Disrupting Hurricane Formation: A Solar-Based Solution
Morton’s concept involves collecting solar radiation, converting it into microwave energy and transmitting it to Earth. That microwave energy can then be focused on nonsymmetrical segments of tropical depressions, which are typically circular and rotate slowly. By interrupting the upward and downward motion of air, water and water vapor within the depression, the microwave energy essentially destabilizes and destroys the depression and its potential. Rather than progressing into a storm and then, eventually, a hurricane, the depression dissipates and fades back into the elements.
Setting Up the Storm-Fighting Infrastructure
Morton’s plan relies on a network of space-based platforms used to harness solar radiation. Each platform would need an output capacity in excess of several thousand megawatts — at least double or triple the 829-megawatt capability of the Three Mile Island nuclear power plant in 2012 — and getting the equipment into space would require multiple rocket launches. The good news is that commercial space launches are becoming much more commonplace and therefore far more affordable.

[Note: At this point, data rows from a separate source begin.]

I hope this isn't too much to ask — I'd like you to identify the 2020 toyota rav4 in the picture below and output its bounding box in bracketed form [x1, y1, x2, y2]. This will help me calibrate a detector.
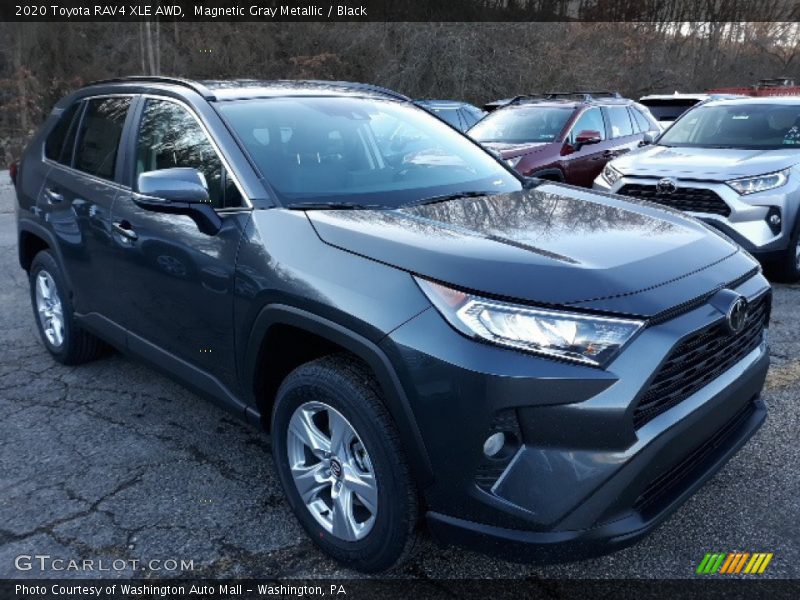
[594, 97, 800, 281]
[16, 78, 771, 571]
[468, 92, 661, 187]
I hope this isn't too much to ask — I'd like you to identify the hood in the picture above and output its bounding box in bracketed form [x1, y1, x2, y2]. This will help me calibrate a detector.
[307, 183, 756, 316]
[480, 142, 549, 158]
[614, 145, 800, 181]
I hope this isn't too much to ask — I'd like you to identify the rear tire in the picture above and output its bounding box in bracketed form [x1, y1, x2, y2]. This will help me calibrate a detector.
[29, 250, 108, 365]
[272, 355, 419, 573]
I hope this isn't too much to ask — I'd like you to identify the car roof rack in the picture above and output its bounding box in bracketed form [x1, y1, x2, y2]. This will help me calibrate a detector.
[543, 90, 622, 100]
[87, 75, 411, 102]
[300, 79, 412, 102]
[86, 75, 216, 100]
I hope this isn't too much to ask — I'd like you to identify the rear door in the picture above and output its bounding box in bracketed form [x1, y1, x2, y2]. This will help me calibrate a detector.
[112, 96, 249, 389]
[37, 95, 133, 324]
[562, 107, 610, 187]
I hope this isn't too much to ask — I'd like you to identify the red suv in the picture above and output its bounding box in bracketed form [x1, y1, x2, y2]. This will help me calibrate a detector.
[467, 92, 661, 187]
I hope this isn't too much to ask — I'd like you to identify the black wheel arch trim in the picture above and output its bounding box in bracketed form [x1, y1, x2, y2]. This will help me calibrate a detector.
[17, 219, 74, 293]
[242, 304, 433, 486]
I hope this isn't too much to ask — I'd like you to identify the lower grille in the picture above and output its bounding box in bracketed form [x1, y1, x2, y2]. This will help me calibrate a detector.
[633, 402, 755, 513]
[633, 294, 770, 428]
[617, 183, 731, 217]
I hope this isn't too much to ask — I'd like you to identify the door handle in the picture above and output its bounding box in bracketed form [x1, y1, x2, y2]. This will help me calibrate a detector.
[111, 219, 139, 241]
[44, 188, 64, 204]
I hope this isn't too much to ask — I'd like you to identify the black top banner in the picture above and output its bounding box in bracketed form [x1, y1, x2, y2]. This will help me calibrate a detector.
[0, 0, 800, 23]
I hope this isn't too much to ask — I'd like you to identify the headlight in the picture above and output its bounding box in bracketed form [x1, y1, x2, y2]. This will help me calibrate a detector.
[725, 169, 789, 196]
[603, 163, 622, 185]
[415, 278, 644, 367]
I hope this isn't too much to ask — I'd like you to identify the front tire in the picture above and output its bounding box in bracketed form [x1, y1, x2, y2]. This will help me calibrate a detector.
[768, 222, 800, 283]
[29, 250, 107, 365]
[272, 355, 419, 572]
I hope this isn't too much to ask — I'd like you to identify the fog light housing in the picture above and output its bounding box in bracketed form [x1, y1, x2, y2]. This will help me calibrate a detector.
[765, 206, 783, 235]
[483, 431, 506, 458]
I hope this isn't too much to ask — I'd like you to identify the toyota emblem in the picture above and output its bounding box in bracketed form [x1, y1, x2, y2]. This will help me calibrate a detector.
[726, 296, 749, 333]
[656, 177, 678, 194]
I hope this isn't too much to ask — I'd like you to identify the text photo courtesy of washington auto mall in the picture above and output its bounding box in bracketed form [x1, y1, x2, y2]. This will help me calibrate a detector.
[0, 0, 800, 600]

Hurricane Disruption in Action
Ideally, Morton’s hurricane disruption system would benefit from the same identification and tracking methodologies already in place. When a tropical depression forms, ships and aircraft receive a danger notice and are warned to steer clear of the affected area. The hurricane disruption system would issue a similar order before launching into action, helping to protect and redirect anyone in the nearby airspace or water before beaming microwave energy into the depression.
As an additional benefit, microwave energy can be used even when storms aren’t prevalent. Annual hurricane season in the North Hemisphere runs from June through November, with activity beginning to peak in mid-August. Outside of those times, stored microwave energy could be used to generate earth-based solar power to help run the hurricane prevention system. It’s a way to use the machinery to pay for its own operation, and there may be even more applications possible in the future.
Though we have effective systems for tracking hurricanes, we have yet to turn that knowledge into a practical process for disrupting formation or at least influencing the path of a hurricane. Bruce Morton’s patent-pending solution (he submitted his application in 2019) could be the answer, help to save lives, limit property damage and forever change how we interact with Mother Nature.